In Tenn., inmates opt for electric chair over injection
Three inmates claimed state's lethal injection method is more painful
NASHVILLE, Tenn. — The inmate's request was a surprising one, made three days before he was to be executed in October 2018: Edmund Zagorski told the state of Tennessee he'd rather die in the electric chair than receive a lethal injection.
Some took the request as a ploy to buy time. Defense attorney Kelley Henry insisted Zagorski was motivated by a sincere belief the lethal drugs used in Tennessee — anchored by the sedative midazolam — would mean a prolonged and agonizing death.
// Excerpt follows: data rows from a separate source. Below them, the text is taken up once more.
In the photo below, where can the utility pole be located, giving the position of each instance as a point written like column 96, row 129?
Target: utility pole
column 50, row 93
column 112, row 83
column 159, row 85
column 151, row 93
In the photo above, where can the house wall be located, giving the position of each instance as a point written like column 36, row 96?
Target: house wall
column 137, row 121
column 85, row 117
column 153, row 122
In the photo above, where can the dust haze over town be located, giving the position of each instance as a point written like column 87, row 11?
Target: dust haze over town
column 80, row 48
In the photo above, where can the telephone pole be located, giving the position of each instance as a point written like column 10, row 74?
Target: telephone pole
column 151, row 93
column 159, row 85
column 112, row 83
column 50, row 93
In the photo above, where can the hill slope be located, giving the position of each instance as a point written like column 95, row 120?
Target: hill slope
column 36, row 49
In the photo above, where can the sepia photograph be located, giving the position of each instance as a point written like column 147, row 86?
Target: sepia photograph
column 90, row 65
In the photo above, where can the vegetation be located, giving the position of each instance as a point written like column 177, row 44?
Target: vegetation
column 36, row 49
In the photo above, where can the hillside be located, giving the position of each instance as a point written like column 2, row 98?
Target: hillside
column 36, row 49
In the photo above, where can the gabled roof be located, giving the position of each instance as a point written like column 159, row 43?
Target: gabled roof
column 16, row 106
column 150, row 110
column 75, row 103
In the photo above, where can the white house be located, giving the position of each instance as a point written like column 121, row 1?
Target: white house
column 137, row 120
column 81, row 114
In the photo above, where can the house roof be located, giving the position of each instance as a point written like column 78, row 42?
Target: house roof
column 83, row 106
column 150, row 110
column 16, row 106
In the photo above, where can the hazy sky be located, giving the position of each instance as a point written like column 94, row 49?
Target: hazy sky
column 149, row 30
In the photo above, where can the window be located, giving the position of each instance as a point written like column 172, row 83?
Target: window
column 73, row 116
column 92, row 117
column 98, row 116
The state granted his request, and days later on Nov. 1, 2018, Zagorski was strapped into the stout wooden chair nicknamed 'Old Sparky' and put to death for shooting and slitting the throats of two men during a 1983 drug deal. Since then, the state has executed two other inmates by electrocution, bringing the total to three in the past year.
Tennessee is one of six states where inmates can choose the chair, but it's the only state where they're actually doing so. Courts in Georgia and Nebraska have declared the electric chair unconstitutional and the U.S. Supreme Court has never fully considered its constitutionality.
Zagorski and the others filed court challenges hoping to block their executions, arguing that both the electric chair and Tennessee's lethal injection procedure violate the U.S. Constitution's ban on cruel and unusual punishment. The courts refused to hear their arguments about electrocution because the inmates had voluntarily chosen that method, even though they said the decision was made under duress.
"Tennessee is the clearest example of several dilemmas created by the U.S. Supreme Court on what constitutes cruel and unusual punishment and on state secrecy," said Robert Dunham, executive director of the nonprofit Death Penalty Information Center. He noted that the electric chair "went out of favor in the U.S. because it is violent and brutal."
In 2015, the U.S. Supreme Court ruled that an inmate challenging a specific method of execution as cruel and unusual must show a more humane method is readily available.
Inmates argued last year before the state Supreme Court that Tennessee should copy Texas in adopting a single dose of the barbiturate pentobarbital. That case was dismissed, however, after Correction Department officials testified that pentobarbital was unavailable. The inmates couldn't effectively challenge that testimony because the process of procuring execution drugs is secret under state law.
No state uses the electric chair as its main execution method. Virginia is the only other state to use the chair this decade and hasn't done so since 2013. Before Zagorski's execution, Tennessee had electrocuted only one other inmate since 1960.
According to the Death Penalty Information Center, over the past five years, five states have abolished capital punishment or placed a moratorium on executions. Of the 25 states where executions could still be carried out in theory, another seven have not done so this decade. The Death Penalty Information Center doesn't take a stand on the death penalty though it is critical of its application.
In Tennessee, the state has carried out five executions in just over a year, three more are scheduled, and the attorney general is seeking to set execution dates for nine more inmates. Unless something changes, it's likely the three who opted for the electric chair won't be the last.
The Tennessee inmates' decision to request the chair might seem counter-intuitive, given those who say lethal injection provides a humane and relatively painless death. But as pharmaceutical companies have worked to keep their drugs out of execution chambers, states have had to revise their protocols to match the drugs they can get their hands on.
In Tennessee, those are midazolam, a sedative used to render the inmate unconscious; vecuronium bromide, to paralyze the inmate; and potassium chloride, to stop the heart.
Expert witnesses for the inmates testified last July that midazolam wouldn't prevent inmates from feeling pain and that Tennessee's three-drug combination would cause them sensations of drowning, suffocation and chemical burning while rendering them unable to move or call out.
Because the inmates couldn't prove pentobarbital was available, the court didn't consider their evidence.
After inmate Billy Ray Irick received a lethal injection in August 2018 for the slaying of a 7-year-old Knoxville girl decades ago, the inmates tried to challenge the method again. They pointed out that Irick's death took about 20 minutes, during which he coughed and huffed before turning dark purple. But the courts refused to take up the case.
Although the U.S. Supreme Court has declined to hear the inmates' appeals, Justice Sonia Sotomayor has written scathing dissenting opinions. In Zagorski's case, she wrote: "Given what most people think of the electric chair, it's hard to imagine a more striking testament — from a person with more at stake — to the legitimate fears raised by the lethal-injection drugs that Tennessee uses."